"Jadi, gimana hari pertama kuliah nya? Seru?" Tanya Ian exited, dia benar-benar sangat bersemangat mendengar cerita-cerita Rosé. Sekarang, mereka sedang berada di dalam mobil. Ian menyuruh Rosé untuk mengabarinya jika sudah pulang, agar Ian dapat menjemputnya.
Sebenarnya Rosé masih merasa semua yang ia alaminya tak ada arti apa-apa sampai saat ini, melihat Ian yang sangat bersemangat menanyakan hari pertama masuk kuliah, membuat Rosé dengan susah payah memaksakan senyumnya, yang dimana senyum itu sangat ketara di paksakan.
"Biasa aja Ian, tapi semua berjalan dengan lancar, kok"ucap Rosé. Ian terdiam sebentar, melihat senyum yang sangat di paksakan, serta jawaban yang tak sama semangat dengan dirinya membuat Ian lagi-lagi tersadar ucapan dokter psikiater.

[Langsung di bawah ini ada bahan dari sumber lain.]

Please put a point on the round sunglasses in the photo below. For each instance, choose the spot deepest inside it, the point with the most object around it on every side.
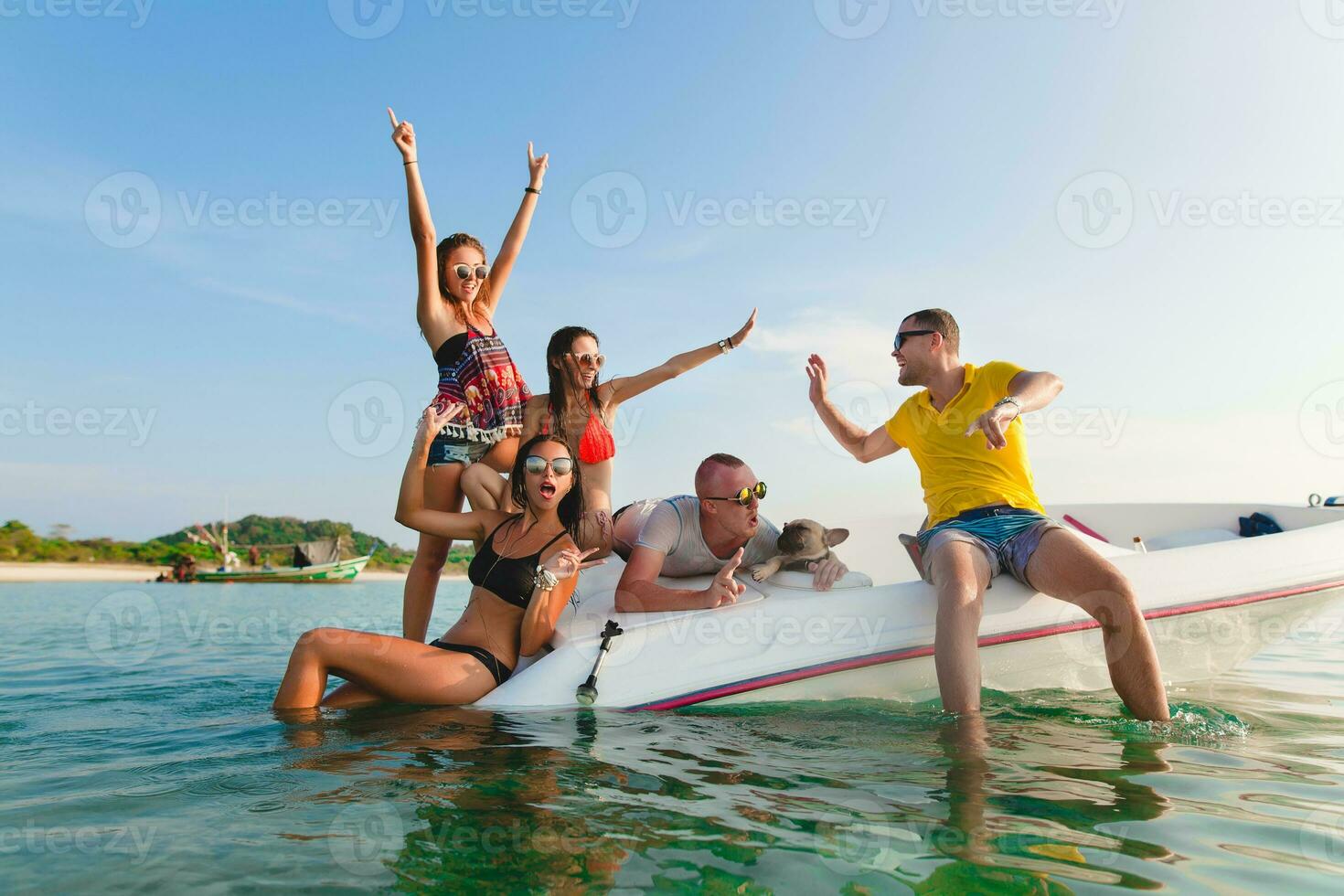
(745, 496)
(464, 272)
(537, 465)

Rosé ini memang sudah introvert, di tambah sehabis mengalami trauma besar yang belum lama terjadi menimpa dirinya, membuat Rosé semakin kehilangan banyak energi untuk memancarkan ekspresi.
Rosé masih dikatakan depresi, tetapi dokter menyarankan agar Rosé harus tetap menjalani hari seperti masuk kuliah, dan Ian harus terus mengajak Rosé mengobrol walaupun Rosé terlihat datar.

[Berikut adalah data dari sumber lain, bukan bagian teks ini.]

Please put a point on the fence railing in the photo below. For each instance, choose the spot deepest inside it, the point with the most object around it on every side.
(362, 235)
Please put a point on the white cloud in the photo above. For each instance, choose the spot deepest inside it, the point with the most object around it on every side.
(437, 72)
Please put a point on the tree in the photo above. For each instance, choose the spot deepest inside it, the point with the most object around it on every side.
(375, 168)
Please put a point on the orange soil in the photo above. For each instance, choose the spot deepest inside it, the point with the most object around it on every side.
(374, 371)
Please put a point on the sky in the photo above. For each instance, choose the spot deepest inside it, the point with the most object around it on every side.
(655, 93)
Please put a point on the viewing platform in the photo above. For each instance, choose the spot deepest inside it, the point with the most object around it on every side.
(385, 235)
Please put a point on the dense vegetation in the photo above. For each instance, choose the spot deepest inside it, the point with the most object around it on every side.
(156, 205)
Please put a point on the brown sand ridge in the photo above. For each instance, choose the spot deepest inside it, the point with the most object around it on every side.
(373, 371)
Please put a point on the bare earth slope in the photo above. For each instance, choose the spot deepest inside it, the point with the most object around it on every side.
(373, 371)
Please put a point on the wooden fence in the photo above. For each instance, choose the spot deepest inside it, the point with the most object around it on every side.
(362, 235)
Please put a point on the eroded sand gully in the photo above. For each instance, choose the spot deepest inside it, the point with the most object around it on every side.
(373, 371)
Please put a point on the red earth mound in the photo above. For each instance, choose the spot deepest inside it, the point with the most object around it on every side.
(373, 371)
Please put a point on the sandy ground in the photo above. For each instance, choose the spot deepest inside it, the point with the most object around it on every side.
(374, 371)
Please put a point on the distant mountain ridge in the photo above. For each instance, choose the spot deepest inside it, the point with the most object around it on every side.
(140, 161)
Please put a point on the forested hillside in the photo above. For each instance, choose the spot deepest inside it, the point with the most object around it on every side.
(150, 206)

Itu membantu Rosé untuk semakin berpikir jernih dan semakin sehat. Mentalnya agar kembali membaik.
"Ada yang gangguin kamu?"tanya Ian yang sudah menjalankan mobil. Rosé menggelengkan kepalanya cepat
"Ian, kenapa gak pake motor aja jemput, nya?"tanya Rosé dengan suaranya yang sudah bergetar, Ian langsung menatap ke arah Rosé, yang dimana Rosé sudah terlihat sangat ketakutan, tangannya menggenggam erat sabuk pengaman, nafasnya mulai tergesa.

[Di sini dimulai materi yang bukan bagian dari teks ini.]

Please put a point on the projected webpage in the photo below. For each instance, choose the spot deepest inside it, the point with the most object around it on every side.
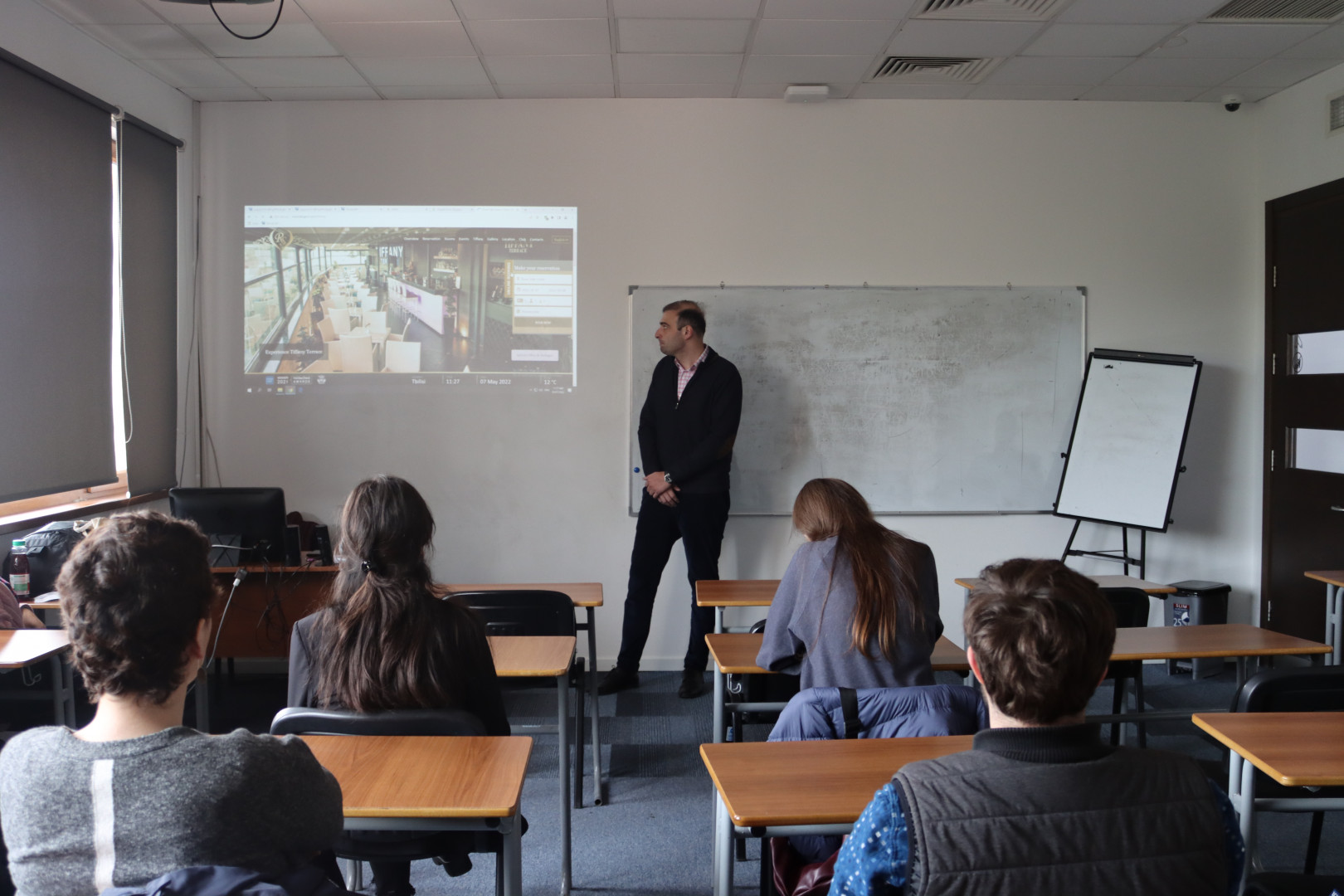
(368, 297)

Ian menepuk kepalanya, lalu meminggirkan mobilnya.
"Astaga! Pake lupa segala lagi..."ucap Ian pada dirinya sendiri.
"Kamu tenang, oke? Tenang. Ini mobilnya udah berhenti kok. Tarik nafas dulu, tarik nafas pelan-pelan."ucap Ian, Rosé mengikuti arahan Ian, pun juga ia mulai tenang karena mobil sudah berhenti.
Ian menggenggam sebelah tangan Rosé guna untuk menenangkan Rosé, beberapa menit kemudian, Rosé benar-benar sudah tenang. Ian langsung menghubungi John untuk membawa motornya.
"Tunggu sebentar ya, aku udah ngabarin temen, biar dia datang bawa motor."ucap Ian, Rosé menganggukkan kepalanya.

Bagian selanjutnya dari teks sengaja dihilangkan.